Fifth, attempting to modify, or set aside, this offset action at this point could harm the interests of third parties, including victims entitled to restitution or dependents awaiting child support. Since a modification of the offset is not required by law, we should refrain from taking any action with respect to that offset which could prejudice the rights and interests of innocent third parties. Nor should we direct a separate, additional payment to the plaintiff. Such a payment would be an undeserved windfall for the plaintiff, and would also likely be subject to Treasury offset, making any further payment both a fruitless gesture and an inappropriate benefit to the plaintiff.
Sixth, as a matter of law, the plaintiff simply was not entitled to additional, specific advance notice that the proceeds obtained in this settlement might at some later date be subject to a Treasury offset. In short, "the United States Attorney's Office is not responsible for [an inmate's] personal debts and did not have an additional responsibility to remind [the inmate] in the settlement agreement that the funds would be offset," United States v. Bailey, CRIM. 03-370 ADM/AJB, 2013 WL 5964447 (D. Minn. Nov. 4, 2013).

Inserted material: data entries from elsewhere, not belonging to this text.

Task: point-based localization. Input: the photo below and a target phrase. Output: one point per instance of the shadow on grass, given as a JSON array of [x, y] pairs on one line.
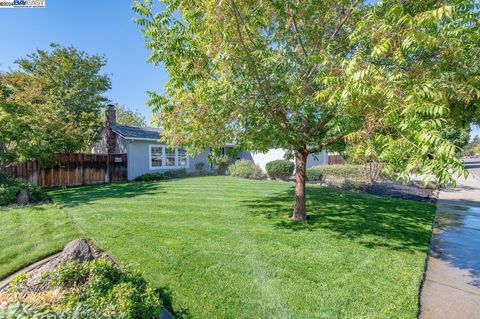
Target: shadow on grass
[[372, 221], [166, 295], [84, 194]]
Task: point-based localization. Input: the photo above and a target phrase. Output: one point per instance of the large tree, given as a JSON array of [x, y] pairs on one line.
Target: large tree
[[51, 104], [126, 116], [307, 75]]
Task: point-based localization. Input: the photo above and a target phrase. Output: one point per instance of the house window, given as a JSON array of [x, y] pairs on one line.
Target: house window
[[182, 157], [156, 153], [162, 156], [169, 156]]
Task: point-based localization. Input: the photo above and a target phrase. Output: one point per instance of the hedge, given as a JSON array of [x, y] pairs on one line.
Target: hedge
[[10, 188], [344, 171]]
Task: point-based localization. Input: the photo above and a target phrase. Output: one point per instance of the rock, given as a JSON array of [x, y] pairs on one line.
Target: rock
[[77, 249], [23, 197], [166, 314]]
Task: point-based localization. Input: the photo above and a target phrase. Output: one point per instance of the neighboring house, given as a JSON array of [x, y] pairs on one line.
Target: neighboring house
[[145, 154]]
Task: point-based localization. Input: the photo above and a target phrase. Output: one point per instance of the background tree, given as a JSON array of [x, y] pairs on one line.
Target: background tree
[[126, 116], [52, 104], [303, 75]]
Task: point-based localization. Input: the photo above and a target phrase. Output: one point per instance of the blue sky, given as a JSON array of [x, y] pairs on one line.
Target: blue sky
[[98, 27]]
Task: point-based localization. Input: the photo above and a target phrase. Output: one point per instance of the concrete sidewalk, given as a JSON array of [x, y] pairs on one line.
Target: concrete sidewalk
[[452, 284]]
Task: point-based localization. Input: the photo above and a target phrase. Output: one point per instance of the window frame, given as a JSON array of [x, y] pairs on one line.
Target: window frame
[[164, 162]]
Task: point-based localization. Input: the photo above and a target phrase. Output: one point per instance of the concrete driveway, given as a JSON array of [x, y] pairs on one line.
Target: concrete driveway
[[452, 284]]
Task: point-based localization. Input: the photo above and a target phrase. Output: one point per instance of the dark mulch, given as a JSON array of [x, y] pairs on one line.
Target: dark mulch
[[412, 192]]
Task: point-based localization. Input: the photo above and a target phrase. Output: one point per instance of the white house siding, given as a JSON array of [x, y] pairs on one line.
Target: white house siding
[[262, 159], [101, 146], [139, 159]]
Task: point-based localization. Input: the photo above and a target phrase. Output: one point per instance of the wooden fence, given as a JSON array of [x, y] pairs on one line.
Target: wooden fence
[[335, 159], [73, 169]]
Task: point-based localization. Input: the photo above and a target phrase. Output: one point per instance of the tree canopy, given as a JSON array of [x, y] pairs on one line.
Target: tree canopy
[[308, 75], [51, 104], [126, 116]]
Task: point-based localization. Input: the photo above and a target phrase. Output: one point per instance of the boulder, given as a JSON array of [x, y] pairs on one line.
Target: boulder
[[77, 249], [23, 198]]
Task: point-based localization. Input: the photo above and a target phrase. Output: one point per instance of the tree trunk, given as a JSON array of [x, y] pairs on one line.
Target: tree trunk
[[300, 210]]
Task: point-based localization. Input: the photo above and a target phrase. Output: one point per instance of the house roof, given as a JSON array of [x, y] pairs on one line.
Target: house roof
[[137, 133]]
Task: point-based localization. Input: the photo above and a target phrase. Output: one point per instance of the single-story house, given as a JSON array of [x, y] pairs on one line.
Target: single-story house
[[145, 154]]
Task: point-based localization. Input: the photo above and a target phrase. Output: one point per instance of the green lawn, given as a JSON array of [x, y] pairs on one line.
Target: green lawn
[[224, 248]]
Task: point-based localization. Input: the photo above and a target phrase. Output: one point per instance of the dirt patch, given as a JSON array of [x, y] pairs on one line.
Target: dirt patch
[[411, 192]]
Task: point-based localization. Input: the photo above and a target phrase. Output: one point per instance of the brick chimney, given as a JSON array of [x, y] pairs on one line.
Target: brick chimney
[[110, 136]]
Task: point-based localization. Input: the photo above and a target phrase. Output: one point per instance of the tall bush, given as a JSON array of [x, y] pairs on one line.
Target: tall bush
[[280, 169]]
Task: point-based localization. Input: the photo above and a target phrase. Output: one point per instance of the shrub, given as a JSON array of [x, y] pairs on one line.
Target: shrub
[[245, 169], [280, 169], [10, 188], [314, 174], [154, 177], [92, 289], [355, 172], [200, 167], [221, 164]]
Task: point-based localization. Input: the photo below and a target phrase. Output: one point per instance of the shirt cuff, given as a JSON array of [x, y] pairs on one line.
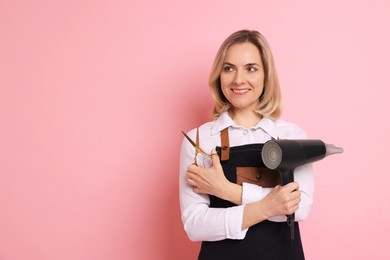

In sum, to the extent that the plaintiff is aggrieved by the application of a Treasury offset to his settlement funds, his relief lies through administrative proceedings or separate litigation challenging that offset decision. However, it is clear that the plaintiff may not seek relief from the offset in this lawsuit through a motion attempting to vacate or set aside this action that the Treasury is mandated by law to undertake in order to ensure that the plaintiff pays his other pre-existing debts. See Tavares v. United States, No. 3:CV-13-1654, 2014 WL 4351532, at *3 (M.D. Pa. Sept. 2, 2014). Therefore, this request to enforce this settlement (Doc., 26), will be denied.
An appropriate order follows.
III. Order
Accordingly, for the foregoing reasons, the plaintiff's request to enforce this settlement, (Doc. 32), is DENIED.
So ordered this 13th day of July 2020.